La sécurité est la principale préoccupation
Il y a six ans, les Haïtiens étaient surtout préoccupés par la situation économique. Dans un sondage, le manque de sécurité a reçu moins de 10 % des voix. Mais selon une enquête récente, la violence des gangs, les enlèvements et les meurtres – en bref, la sécurité – tiennent désormais totalement les habitants sous leur emprise. Tout le reste est secondaire.
En fait, le rapport de l’OCID (une alliance d’organisations de défense des droits de l’homme), paru à la mi-janvier, confirme ce que tout le monde pouvait déjà prédire. De tous les problèmes auxquels Haïti est confronté, la violence, les enlèvements et les meurtres ont le plus grand impact sur la société. Le gouvernement a perdu prise et des gangs armés contrôlent des parties de plus en plus grandes du pays. Initialement confinés à certaines quartiers populaires autour de la capitale Port-au-Prince, ils contrôlent désormais également d’importantes voies d’accès dans le nord du pays. Depuis juin dernier, il est pratiquement impossible de se rendre par la route de Port-au-Prince à la ville côtière des Cayes, sur la péninsule sud. Cette situation s’est aggravée après le violent tremblement de terre du mois d’août et a fortement entravé l’effort d’aide. Mais de nombreux autres endroits ne peuvent désormais être atteints en toute sécurité que par voie aérienne.

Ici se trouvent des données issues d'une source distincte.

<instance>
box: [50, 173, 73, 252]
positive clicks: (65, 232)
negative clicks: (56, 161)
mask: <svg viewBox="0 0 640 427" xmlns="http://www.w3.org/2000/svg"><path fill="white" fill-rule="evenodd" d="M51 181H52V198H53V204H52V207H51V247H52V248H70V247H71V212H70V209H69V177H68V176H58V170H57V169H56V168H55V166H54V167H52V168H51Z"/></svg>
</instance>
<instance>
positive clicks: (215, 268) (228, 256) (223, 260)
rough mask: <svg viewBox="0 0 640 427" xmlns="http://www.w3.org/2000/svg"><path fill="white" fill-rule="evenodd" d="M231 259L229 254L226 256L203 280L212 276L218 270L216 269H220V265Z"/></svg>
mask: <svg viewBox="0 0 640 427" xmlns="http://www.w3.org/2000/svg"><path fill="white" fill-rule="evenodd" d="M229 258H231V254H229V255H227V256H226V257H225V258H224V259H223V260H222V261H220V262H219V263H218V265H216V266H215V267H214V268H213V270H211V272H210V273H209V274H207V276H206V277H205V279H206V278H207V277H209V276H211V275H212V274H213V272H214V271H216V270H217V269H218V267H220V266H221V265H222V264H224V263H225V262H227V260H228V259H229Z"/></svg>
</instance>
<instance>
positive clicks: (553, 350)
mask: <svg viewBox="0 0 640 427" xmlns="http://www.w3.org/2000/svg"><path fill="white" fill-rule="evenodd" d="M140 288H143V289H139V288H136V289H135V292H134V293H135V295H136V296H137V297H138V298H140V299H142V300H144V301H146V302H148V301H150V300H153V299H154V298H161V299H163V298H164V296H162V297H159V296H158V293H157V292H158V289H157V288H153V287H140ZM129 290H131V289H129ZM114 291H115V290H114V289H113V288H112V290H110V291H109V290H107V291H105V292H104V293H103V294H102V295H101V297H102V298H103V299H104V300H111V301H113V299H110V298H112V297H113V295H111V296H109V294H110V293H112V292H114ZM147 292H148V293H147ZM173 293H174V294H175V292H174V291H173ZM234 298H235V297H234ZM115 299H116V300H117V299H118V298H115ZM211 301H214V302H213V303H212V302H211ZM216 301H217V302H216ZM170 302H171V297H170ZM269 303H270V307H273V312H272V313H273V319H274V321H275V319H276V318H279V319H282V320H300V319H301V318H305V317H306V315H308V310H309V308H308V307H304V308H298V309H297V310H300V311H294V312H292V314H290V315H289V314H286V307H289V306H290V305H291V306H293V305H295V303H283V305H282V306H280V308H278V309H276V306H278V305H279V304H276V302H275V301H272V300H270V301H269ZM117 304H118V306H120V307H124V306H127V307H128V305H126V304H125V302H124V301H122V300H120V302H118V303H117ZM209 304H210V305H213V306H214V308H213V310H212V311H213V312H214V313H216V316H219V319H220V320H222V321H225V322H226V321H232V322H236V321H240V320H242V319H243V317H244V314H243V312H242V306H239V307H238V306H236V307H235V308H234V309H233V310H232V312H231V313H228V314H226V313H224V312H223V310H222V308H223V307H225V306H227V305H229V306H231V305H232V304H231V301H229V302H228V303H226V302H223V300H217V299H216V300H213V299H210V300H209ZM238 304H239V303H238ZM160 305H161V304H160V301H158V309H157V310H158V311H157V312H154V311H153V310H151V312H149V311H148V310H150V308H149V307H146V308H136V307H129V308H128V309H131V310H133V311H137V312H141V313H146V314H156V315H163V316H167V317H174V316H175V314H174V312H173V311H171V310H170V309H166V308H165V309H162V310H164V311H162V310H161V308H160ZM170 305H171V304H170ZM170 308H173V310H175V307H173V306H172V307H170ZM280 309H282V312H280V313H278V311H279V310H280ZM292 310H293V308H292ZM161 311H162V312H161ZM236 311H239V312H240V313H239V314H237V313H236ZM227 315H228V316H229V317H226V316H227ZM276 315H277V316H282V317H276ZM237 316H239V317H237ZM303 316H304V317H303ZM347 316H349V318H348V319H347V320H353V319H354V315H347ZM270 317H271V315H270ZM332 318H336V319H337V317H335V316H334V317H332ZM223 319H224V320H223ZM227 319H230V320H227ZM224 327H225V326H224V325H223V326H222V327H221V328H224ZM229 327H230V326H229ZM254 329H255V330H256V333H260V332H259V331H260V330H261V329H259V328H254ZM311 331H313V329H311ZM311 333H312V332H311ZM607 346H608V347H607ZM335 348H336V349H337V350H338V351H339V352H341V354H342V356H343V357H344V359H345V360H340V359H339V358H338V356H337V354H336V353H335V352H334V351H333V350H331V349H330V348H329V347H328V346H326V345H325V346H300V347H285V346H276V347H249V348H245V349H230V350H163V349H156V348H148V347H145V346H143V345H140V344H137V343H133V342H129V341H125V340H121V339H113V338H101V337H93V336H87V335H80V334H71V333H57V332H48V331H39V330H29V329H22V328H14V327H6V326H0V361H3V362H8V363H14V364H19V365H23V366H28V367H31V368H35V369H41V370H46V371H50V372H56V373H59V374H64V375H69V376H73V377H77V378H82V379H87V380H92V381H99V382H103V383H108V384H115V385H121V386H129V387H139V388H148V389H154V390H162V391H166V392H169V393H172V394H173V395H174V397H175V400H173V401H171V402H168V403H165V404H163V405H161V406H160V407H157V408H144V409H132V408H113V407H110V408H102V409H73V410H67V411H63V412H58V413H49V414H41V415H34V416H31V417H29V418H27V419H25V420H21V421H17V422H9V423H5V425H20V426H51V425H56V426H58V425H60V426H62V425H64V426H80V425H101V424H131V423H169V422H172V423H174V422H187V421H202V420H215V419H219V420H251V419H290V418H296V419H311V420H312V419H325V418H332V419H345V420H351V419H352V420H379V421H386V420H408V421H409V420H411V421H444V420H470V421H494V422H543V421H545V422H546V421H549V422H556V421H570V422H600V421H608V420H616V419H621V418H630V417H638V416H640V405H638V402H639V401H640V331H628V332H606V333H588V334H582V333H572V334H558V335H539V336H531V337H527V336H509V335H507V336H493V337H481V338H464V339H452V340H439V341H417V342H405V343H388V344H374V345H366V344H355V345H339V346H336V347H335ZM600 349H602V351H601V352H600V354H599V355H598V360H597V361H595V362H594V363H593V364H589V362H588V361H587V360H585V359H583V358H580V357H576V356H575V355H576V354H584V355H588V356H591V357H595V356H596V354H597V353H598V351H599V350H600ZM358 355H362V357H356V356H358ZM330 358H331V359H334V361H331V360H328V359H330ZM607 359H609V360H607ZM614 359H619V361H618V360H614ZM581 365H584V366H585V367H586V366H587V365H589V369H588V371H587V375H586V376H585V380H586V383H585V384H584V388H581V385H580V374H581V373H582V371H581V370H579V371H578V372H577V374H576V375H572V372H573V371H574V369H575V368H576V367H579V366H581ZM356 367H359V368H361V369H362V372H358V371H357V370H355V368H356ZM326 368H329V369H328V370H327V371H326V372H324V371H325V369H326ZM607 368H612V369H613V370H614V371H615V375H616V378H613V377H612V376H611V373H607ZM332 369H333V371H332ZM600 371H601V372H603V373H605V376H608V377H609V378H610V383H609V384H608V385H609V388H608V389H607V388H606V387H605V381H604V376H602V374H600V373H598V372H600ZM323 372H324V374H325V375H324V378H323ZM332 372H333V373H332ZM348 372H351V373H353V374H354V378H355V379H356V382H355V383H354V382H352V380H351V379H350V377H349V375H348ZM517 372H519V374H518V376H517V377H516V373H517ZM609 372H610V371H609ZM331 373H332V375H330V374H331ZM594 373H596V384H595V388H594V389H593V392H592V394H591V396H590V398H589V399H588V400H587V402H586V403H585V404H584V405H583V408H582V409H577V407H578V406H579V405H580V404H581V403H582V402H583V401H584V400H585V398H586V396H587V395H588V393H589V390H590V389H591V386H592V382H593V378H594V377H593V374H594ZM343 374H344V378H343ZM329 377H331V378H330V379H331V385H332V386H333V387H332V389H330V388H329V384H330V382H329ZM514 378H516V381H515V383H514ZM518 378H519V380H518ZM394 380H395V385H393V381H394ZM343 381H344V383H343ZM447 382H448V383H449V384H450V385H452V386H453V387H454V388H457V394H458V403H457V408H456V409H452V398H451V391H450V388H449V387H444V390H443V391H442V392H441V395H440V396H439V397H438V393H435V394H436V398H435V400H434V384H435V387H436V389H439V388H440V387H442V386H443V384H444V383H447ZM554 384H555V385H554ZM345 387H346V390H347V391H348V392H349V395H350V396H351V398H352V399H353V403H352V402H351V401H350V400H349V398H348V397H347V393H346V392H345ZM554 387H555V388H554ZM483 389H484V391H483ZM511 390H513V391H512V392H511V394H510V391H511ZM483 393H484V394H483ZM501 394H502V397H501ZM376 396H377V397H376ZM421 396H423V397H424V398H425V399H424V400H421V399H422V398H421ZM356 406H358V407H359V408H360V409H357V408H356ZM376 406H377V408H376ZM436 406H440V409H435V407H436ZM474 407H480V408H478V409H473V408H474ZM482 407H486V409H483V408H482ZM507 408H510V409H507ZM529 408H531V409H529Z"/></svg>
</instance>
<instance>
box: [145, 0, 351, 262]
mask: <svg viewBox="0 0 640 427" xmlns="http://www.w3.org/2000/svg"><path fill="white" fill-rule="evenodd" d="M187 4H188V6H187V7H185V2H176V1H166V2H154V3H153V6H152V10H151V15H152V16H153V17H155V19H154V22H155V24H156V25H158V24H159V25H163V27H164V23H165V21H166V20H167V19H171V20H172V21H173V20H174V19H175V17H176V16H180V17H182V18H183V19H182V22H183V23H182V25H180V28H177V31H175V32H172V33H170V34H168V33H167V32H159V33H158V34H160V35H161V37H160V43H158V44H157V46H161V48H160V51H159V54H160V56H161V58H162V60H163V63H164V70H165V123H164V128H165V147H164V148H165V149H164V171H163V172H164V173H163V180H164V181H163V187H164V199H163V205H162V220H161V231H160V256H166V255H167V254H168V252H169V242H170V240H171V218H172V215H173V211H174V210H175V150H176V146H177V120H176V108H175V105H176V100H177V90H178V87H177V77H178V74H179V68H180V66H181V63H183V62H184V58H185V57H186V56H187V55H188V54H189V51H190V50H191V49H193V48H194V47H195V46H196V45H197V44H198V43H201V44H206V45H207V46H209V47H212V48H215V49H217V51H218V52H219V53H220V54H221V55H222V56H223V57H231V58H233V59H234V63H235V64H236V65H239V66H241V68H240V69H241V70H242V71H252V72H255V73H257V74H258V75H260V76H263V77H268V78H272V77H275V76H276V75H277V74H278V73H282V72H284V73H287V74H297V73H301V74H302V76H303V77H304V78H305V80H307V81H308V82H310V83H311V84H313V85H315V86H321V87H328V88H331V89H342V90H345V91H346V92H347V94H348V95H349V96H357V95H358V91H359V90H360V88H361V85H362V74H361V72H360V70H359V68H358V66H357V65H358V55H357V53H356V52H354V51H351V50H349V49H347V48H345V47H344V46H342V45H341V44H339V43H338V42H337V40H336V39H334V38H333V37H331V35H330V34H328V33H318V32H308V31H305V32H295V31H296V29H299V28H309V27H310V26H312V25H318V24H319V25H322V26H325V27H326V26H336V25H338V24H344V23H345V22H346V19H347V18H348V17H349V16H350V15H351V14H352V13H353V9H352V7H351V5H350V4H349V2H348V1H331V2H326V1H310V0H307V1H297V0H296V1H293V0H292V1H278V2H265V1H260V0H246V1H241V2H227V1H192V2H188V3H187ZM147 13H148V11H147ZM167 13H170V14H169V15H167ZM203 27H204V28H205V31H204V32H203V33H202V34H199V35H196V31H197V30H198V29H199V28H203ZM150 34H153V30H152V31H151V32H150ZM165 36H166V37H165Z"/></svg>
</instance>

L’OCID ( « Observatoire citoyen pour l’institutionnalisation de la démocratie ») a sondé pour la première fois en 2015 l’opinion des Haïtiens sur un large éventail de questions5. À l’époque, la principale préoccupation de la majorité de la population était l’insécurité économique, le manque de travail et de revenus et la pauvreté qui en découle. Six ans plus tard, en octobre 2021, l’OCID a refait le point. Les résultats sont inquiétants. Ils montrent, entre autres, que quatre Haïtiens sur cinq émigreraient si l’occasion se présentait. Ce désir est le plus fort chez les jeunes âgés de vingt à vingt-quatre ans.

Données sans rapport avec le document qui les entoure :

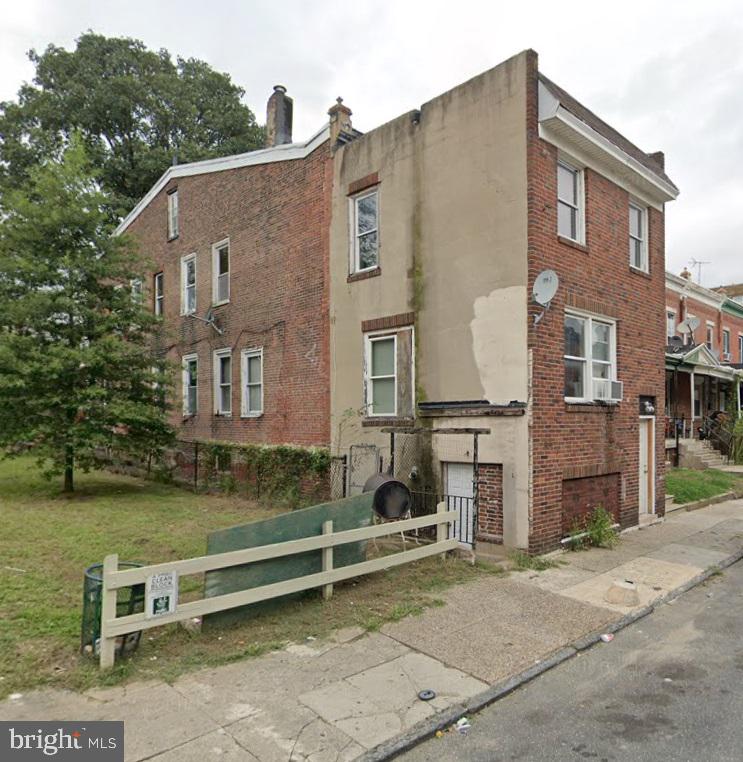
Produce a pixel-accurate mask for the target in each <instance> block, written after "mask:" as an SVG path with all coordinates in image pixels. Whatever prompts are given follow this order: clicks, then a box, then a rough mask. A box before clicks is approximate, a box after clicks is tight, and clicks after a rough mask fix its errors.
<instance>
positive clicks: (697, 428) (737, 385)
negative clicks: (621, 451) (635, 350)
mask: <svg viewBox="0 0 743 762" xmlns="http://www.w3.org/2000/svg"><path fill="white" fill-rule="evenodd" d="M732 290H734V289H731V291H732ZM665 343H666V409H665V413H666V438H667V442H666V449H667V451H669V455H671V454H673V453H671V452H670V451H671V450H673V449H674V448H675V447H676V434H677V433H678V437H679V438H680V439H689V438H697V437H698V436H699V432H700V429H701V428H702V427H703V425H704V419H705V417H707V416H709V415H711V414H713V413H715V412H717V411H723V410H727V409H728V408H729V407H730V405H731V404H732V405H734V406H735V407H737V408H738V410H740V393H739V379H740V378H741V375H742V371H741V369H743V304H740V303H739V302H737V301H736V300H735V299H734V298H731V296H729V295H728V293H727V291H726V289H724V288H719V289H708V288H704V287H703V286H700V285H699V284H697V283H694V281H693V280H692V276H691V273H690V272H689V271H688V270H686V269H684V271H683V272H682V273H681V275H680V276H679V275H674V274H673V273H666V342H665Z"/></svg>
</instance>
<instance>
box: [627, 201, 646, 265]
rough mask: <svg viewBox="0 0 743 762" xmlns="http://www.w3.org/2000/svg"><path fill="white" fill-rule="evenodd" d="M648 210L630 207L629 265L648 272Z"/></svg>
mask: <svg viewBox="0 0 743 762" xmlns="http://www.w3.org/2000/svg"><path fill="white" fill-rule="evenodd" d="M647 216H648V215H647V209H644V208H643V207H641V206H638V205H637V204H632V203H630V205H629V263H630V265H631V266H632V267H634V268H635V269H636V270H642V271H643V272H648V234H647Z"/></svg>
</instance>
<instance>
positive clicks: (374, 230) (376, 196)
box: [350, 188, 379, 273]
mask: <svg viewBox="0 0 743 762" xmlns="http://www.w3.org/2000/svg"><path fill="white" fill-rule="evenodd" d="M350 201H351V212H352V219H353V224H352V227H353V241H352V252H351V272H352V273H354V272H357V273H358V272H364V271H366V270H373V269H374V268H375V267H379V192H378V190H377V189H376V188H375V189H374V190H372V191H370V192H367V193H363V194H361V195H359V196H355V197H354V198H352V199H351V200H350Z"/></svg>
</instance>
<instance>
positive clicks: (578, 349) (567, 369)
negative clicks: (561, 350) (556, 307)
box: [565, 312, 616, 402]
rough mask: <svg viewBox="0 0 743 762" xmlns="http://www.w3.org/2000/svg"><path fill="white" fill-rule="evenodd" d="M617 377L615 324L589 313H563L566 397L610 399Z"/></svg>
mask: <svg viewBox="0 0 743 762" xmlns="http://www.w3.org/2000/svg"><path fill="white" fill-rule="evenodd" d="M615 380H616V325H615V324H614V323H613V322H612V321H609V320H605V319H603V318H596V317H592V316H589V315H580V314H574V313H568V312H566V313H565V399H566V400H568V401H571V402H590V401H593V400H611V399H612V389H611V382H612V381H615Z"/></svg>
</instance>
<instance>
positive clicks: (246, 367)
mask: <svg viewBox="0 0 743 762" xmlns="http://www.w3.org/2000/svg"><path fill="white" fill-rule="evenodd" d="M242 415H243V416H245V417H247V418H255V417H257V416H259V415H263V348H262V347H261V348H256V349H243V352H242Z"/></svg>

« Les politiciens mentent pour être élus »
La confiance dans la politique et la démocratie est tombée à un niveau historiquement bas. Moins de 50 % des sondés disent qu’ils voteront aux nouvelles élections, alors qu’il y a six ans, 64 % avaient l’intention de le faire. Un tiers des Haïtiens interrogés ont déclaré qu’ils ne voteraient en aucun cas. Cela n’est pas surprenant, compte tenu des réponses aux autres questions. Par exemple, 71 % sont d’accord avec l’affirmation selon laquelle les politiciens mentent pour se faire élire, et près de 50 % sont d’accord avec l’affirmation selon laquelle les politiciens « ne se soucient pas des gens comme moi ». Cependant, la confiance ne fait pas seulement défaut vis-à-vis des hommes politiques. Les réponses par rapport à différents secteurs de la société, tels que les églises, les entreprises, les organisations non gouvernementales ou les agences gouvernementales, comme la police, ne sont pas différentes : peu ou pas de confiance.

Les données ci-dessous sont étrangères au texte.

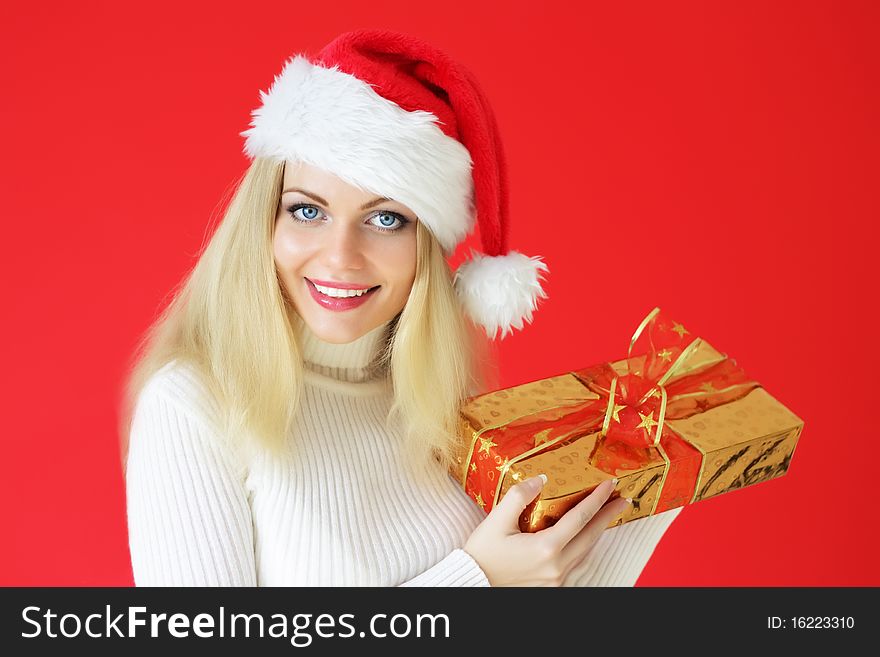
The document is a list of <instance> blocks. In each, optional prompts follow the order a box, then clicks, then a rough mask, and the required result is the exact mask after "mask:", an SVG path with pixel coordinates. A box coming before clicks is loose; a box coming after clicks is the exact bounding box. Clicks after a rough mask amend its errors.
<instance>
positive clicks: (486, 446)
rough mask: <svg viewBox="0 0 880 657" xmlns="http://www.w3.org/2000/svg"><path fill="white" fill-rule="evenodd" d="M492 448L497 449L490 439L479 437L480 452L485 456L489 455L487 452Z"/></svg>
mask: <svg viewBox="0 0 880 657" xmlns="http://www.w3.org/2000/svg"><path fill="white" fill-rule="evenodd" d="M493 447H497V445H496V444H495V443H493V442H492V439H491V438H483V437H482V436H480V451H481V452H486V454H489V450H490V449H492V448H493Z"/></svg>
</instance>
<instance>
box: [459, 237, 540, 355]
mask: <svg viewBox="0 0 880 657" xmlns="http://www.w3.org/2000/svg"><path fill="white" fill-rule="evenodd" d="M542 271H544V272H546V271H548V269H547V265H545V264H544V263H543V262H541V258H540V257H538V256H534V257H529V256H526V255H523V254H522V253H519V252H517V251H510V252H509V253H507V255H503V256H485V255H482V254H479V253H476V252H474V251H471V257H470V260H468V261H466V262H464V263H462V265H461V266H460V267H459V268H458V270H457V271H456V272H455V289H456V292H457V293H458V297H459V299H460V300H461V303H462V305H463V306H464V309H465V311H466V312H467V313H468V315H470V317H471V318H472V319H473V320H474V322H475V323H477V324H479V325H480V326H482V327H483V328H484V329H485V330H486V334H487V335H488V336H489V337H490V338H493V339H494V338H495V336H496V334H497V333H498V331H499V330H500V331H501V337H502V338H504V336H505V335H507V333H508V332H511V333H512V332H513V329H514V328H516V329H522V327H523V320H525V321H526V322H529V323H531V321H532V312H533V311H534V310H535V309H536V308H537V306H538V299H546V298H547V295H546V294H545V293H544V290H543V289H541V280H542V277H541V272H542Z"/></svg>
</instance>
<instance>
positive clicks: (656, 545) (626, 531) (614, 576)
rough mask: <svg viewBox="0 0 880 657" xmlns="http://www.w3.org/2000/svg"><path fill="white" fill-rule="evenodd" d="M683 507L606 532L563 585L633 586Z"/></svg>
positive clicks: (680, 511) (617, 527)
mask: <svg viewBox="0 0 880 657" xmlns="http://www.w3.org/2000/svg"><path fill="white" fill-rule="evenodd" d="M683 508H684V507H678V508H675V509H670V510H669V511H664V512H663V513H659V514H657V515H654V516H648V517H646V518H639V519H638V520H632V521H630V522H627V523H625V524H623V525H618V526H617V527H612V528H610V529H606V530H605V531H604V532H602V535H601V536H600V537H599V540H598V541H596V543H595V545H593V547H592V549H591V550H590V551H589V552H587V554H586V556H585V557H584V558H583V560H582V561H581V562H580V563H579V564H578V565H577V566H575V567H574V568H573V569H572V571H571V572H570V573H569V574H568V576H567V577H566V578H565V581H564V582H563V584H562V585H563V586H567V587H571V586H634V585H635V583H636V580H638V578H639V576H640V575H641V574H642V570H644V568H645V566H646V565H647V563H648V560H649V559H650V558H651V555H652V554H654V550H655V548H656V547H657V544H658V543H659V542H660V539H661V538H663V534H664V533H665V532H666V530H667V529H668V528H669V525H671V524H672V521H673V520H675V519H676V518H677V517H678V514H679V513H681V511H682V509H683Z"/></svg>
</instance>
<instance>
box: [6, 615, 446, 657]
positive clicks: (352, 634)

L’OCID observe que la population, en proie à une insécurité dévastatrice, vit celle-ci comme le problème qui transcende tous les autres. Il y a six ans, l’insécurité n’était encore une préoccupation majeure que pour 9 % des personnes interrogées ; elle l’est aujourd’hui pour 62 %. Tout le reste, le tremblement de terre, la pénurie alimentaire (selon les calculs de Reliefweb, 46 % des Haïtiens n’auront pas assez de nourriture au cours des six premiers mois de 2022), le manque de carburant et d’électricité, l’impasse politique dans laquelle se trouve le premier ministre, Ariel Henry, qui fait office de président après l’assassinat du président précédent, Jovenel Moïse, en juillet 2021, tout cela ne fait pas le poids comparé à la violence et à l’insécurité.
Le bonheur ailleurs
L’OCID se demande comment restaurer la confiance de la population dans les institutions politiques, telles que le parlement et le gouvernement. La première recommandation est que le gouvernement de facto doit faire tout ce qui est en son pouvoir pour rétablir la sécurité, protéger les citoyens et créer un climat permettant d’organiser des élections. C’est précisément là que réside le problème. Le gouvernement actuel, si on peut encore l’appeler ainsi, est incapable de s’attaquer au problème des gangs.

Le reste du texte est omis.